Testifying this week before the Senate Judiciary Committee’s subcommittee on crime and terrorism, Gordon M. Snow, assistant director of the FBI’s Cyber Division, said that this vulnerability to cyber attacks extends to the nation’s critical infrastructure.
“It is difficult to state with confidence that our critical infrastructure – the backbone of our country’s economic prosperity, national security, and public health – will remain unscathed and always be available when needed”, he said.
Snow cited the security breach at the parent company of Nasdaq as an example of the vulnerability of privately owned critical infrastructure, such as financial institutions, to cyber attack.
“The FBI is concerned about the proliferation of malicious techniques that could degrade, disrupt, or destroy critical infrastructure. Although likely only advanced threat actors are currently capable of employing these techniques, as we have seen with other malicious software tools, these capabilities will eventually be within reach of all threat actors”, he said.
Not only critical infrastructure is at risk. The private sector is also threatened by the theft of intellectual property and supply chain disruption from cybercriminals.
“Intellectual property rights violations, including theft of trade secrets, digital piracy, and trafficking counterfeit goods, also represent high cyber criminal threats, resulting in losses of billions of dollars in profits annually. These threats also pose significant risk to U.S. public health and safety via counterfeit pharmaceuticals, electrical components, aircraft parts, and automobile parts”, he warned.

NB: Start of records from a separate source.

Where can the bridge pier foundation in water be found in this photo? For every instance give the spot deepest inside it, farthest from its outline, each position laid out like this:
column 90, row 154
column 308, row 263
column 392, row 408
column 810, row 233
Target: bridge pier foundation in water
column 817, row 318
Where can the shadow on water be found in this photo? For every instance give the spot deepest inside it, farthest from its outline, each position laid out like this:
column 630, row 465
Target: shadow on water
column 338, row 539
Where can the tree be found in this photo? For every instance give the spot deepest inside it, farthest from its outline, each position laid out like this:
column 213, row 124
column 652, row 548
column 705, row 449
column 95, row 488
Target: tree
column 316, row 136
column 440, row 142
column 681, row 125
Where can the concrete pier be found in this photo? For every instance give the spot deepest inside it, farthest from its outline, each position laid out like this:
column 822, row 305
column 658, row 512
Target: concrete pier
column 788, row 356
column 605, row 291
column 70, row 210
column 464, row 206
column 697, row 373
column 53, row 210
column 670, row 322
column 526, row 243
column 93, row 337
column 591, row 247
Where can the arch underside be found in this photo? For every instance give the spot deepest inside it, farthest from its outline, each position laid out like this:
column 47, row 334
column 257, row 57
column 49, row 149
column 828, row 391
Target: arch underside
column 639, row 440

The FBI is working with other law enforcement agencies and the intelligence community to combat cyber threats. The agency is leading a National Cyber Investigative Joint Task Force to coordinate these efforts.
The FBI also has embedded agents in five foreign police agencies to assist in cyber investigations: Estonia, the Netherlands, Romania, Ukraine, and Colombia. It is also working with Australia, New Zealand, Canada, and the UK on increased operational coordination on cyber threat and intrusion investigation.